Mein Ex teilte dem Gericht mit, die Mutter sei krankgeschrieben und dass er sich zu 80% um das Kind gekümmert habe - seit der Geburt. Eine Lüge, die das Gericht nicht geglaubt hat. Er hat gelogen, um die Hälfte der Betreuungszeit zu bekommen. Gott sei Dank kann man ein Umgangsmodell nicht einfach nach persönlichem Gusto bestimmen.

Die Kinder stehen im Vordergrund und nicht die Wünsche der Eltern. Das wusste meine Intuition als Mama die ganze Zeit, aber zu sehen, wie dein ehemaliger bester Freund dich so dermaßen verrät, das ist ein Trauma. Ich lebte ein Jahr lang mit Herzrasen und Weltschmerz. Meinem kleinen Jungen schenkte ich dennoch immer ein Lächeln und mir gelang es den Alltag trotz der Widerstände zu meistern.

Die Familienberatung steht mir seit zwei Jahren bei und nächsten Monat bin ich zum Gespräch beim Frauenverband. Ich möchte andere Menschen gerne dabei unterstützen, sich nicht aus Angst einschüchtern zu lassen.

Mein Ex klagte nach dem Amtsgericht noch beim Oberlandesgericht. Als ich die Nachricht bekam, brach erneut eine Welt für mich zusammen. Man riet ihm davon ab, aber er führte seinen Plan kaltherzig durch. Er scheiterte erneut. Nach dem Beschluss fing er an, mir zu sagen, der Kleine wolle zu ihm.  Schritt für Schritt verstand ich, dass ich es mit einem Mann zu tun habe, der Narzisst ist und versucht, seine eigene traumatische Vergangenheit als Scheidungskind auf den gegenwärtigen Konflikt zu projizieren.

Er hat leider keine Einsicht gezeigt und versucht mich weiterhin zu degradieren und systematisch zu schwächen mit Dingen wie: „Der Kleine hat gefragt, wieso er nicht die Hälfte bei mir ist?!“. Sowas bringt dich immer wieder um. Zum einen sieht er nicht, dass er den Kleinen als Schutzschild für sich benutzt und das Schlimme ist, dass er den Kleinen damit in einen Loyalitätskonflikt bringt. Es kommt mir vor, als versuche er auf 1000 Arten an sein Ziel zu kommen. Es tut so weh und ich lebe in ständiger Sorge.

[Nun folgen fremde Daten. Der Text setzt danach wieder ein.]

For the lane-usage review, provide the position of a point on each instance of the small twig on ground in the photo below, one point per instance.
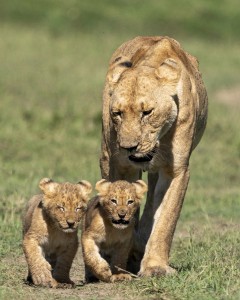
(125, 271)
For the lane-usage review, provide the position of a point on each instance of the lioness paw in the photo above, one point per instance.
(120, 277)
(44, 280)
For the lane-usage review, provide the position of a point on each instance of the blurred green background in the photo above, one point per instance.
(53, 59)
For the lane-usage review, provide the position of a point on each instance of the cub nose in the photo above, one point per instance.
(122, 214)
(70, 223)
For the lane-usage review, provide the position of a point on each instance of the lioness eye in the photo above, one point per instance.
(61, 208)
(114, 201)
(130, 202)
(116, 113)
(147, 112)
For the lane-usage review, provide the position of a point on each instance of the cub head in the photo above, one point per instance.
(143, 95)
(65, 203)
(120, 200)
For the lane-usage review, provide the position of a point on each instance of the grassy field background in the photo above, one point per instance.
(53, 59)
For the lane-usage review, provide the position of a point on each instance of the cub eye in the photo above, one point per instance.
(116, 113)
(61, 208)
(147, 112)
(80, 208)
(130, 202)
(114, 201)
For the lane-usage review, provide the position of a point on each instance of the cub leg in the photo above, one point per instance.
(119, 260)
(93, 260)
(64, 263)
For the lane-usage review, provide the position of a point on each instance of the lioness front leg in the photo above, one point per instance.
(155, 260)
(39, 268)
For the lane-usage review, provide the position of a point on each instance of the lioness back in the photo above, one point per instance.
(108, 229)
(50, 226)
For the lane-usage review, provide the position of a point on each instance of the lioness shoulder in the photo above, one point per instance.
(108, 229)
(50, 226)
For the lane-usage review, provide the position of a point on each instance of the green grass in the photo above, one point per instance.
(54, 57)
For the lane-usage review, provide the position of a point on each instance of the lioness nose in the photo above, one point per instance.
(130, 149)
(70, 223)
(122, 214)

Aus der Stadt, in der wir leben, kann ich nicht weg. Er droht sonst damit, vor Gericht, um das Aufenthaltsbestimmungsrecht zu klagen. In meiner Heimatstadt habe ich Familie und ich könnte einen Neubeginn starten. Er hat dazu eine klare Meinung: „Du kannst gehen, der Junge bleibt hier.“ Die Immobilien-Auseinandersetzung steht in naher Zukunft an und auch was das betrifft, scheut er keine Lügen und fordert Summen, die ich ihm nicht schulde, weil er weiß, dass mir das mehr Arbeit abverlangen und weniger Zeit mit meinem Sohn einbringen würde.

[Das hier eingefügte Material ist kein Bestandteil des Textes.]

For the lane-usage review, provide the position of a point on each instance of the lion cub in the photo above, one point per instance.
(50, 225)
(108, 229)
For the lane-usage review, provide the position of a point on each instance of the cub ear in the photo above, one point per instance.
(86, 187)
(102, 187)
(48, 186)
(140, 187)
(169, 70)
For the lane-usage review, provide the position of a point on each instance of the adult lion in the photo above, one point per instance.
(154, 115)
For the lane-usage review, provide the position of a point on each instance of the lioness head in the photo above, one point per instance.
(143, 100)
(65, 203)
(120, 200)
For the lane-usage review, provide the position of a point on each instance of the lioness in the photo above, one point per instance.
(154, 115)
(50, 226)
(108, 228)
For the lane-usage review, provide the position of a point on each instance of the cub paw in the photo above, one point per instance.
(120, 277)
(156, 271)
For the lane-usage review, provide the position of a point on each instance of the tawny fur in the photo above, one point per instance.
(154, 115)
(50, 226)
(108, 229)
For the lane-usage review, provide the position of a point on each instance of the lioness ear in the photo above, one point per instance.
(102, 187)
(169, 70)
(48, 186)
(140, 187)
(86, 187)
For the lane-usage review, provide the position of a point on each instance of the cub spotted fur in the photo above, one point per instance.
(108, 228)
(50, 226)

Er sieht hier lediglich seine Chance, mehr Zeit mit dem Kleinen zu verbringen und ihn meiner Aufsicht, aber in erster Linie: Fürsorge, zu entziehen. Ich leide 1000 Tode und fühle mich in Deutschland aufgrund mangelnder Sichtbarkeit sehr allein mit der Thematik.

Zu dieser Thematik gibt es zu wenig empowernde Säulen. Juristisch gesehen, wenn es um das Sorge- bzw. Umgangsrecht geht, werden die Belange der Elternteile nicht aus psychologischer Perspektive betrachtet. Damit es dazu kommt, sind tausende von Anträgen für Gutachten zu stellen. Eine sehr komplizierte, teure und nicht wünschenswerte Herangehensweise. Der Bundesverband für Beratungsstellen für Frauen (BFF) in Berlin setzt sich zwar für die Rechte bzw. für die Vernetzung zwischen Gesetzgebung (Kindschaftsrecht) und Gewaltschutz auf psychischer Ebene ein, aber es ist ein langer Weg.

Ich denke mir immer: „Wenn jemand eine Verletzung hat oder physisch krank ist, dann kommen alle und helfen. Aber wenn du von systematisch psychischer Gewalt betroffen bist, dann interessiert sich keiner.“ Daher ist es mir mit der Veröffentlichung meiner Geschichte ein Anliegen, auf die Thematik von Co-Parenting mit einem Narzissten aufmerksam machen. Mehr dazu und darüber hinaus, findet ihr hier. Hilfestellen findet ihr bei lokalen Jugendämtern und der Familienberatung. Darüber hinaus gibt es im Internet jede Menge Adressen von Frauenverbänden in eurer Nähe, z.B. hier. 

 

 (Dieser Text wertet nicht Narzissmus, sondern beschreibt einen Fall.)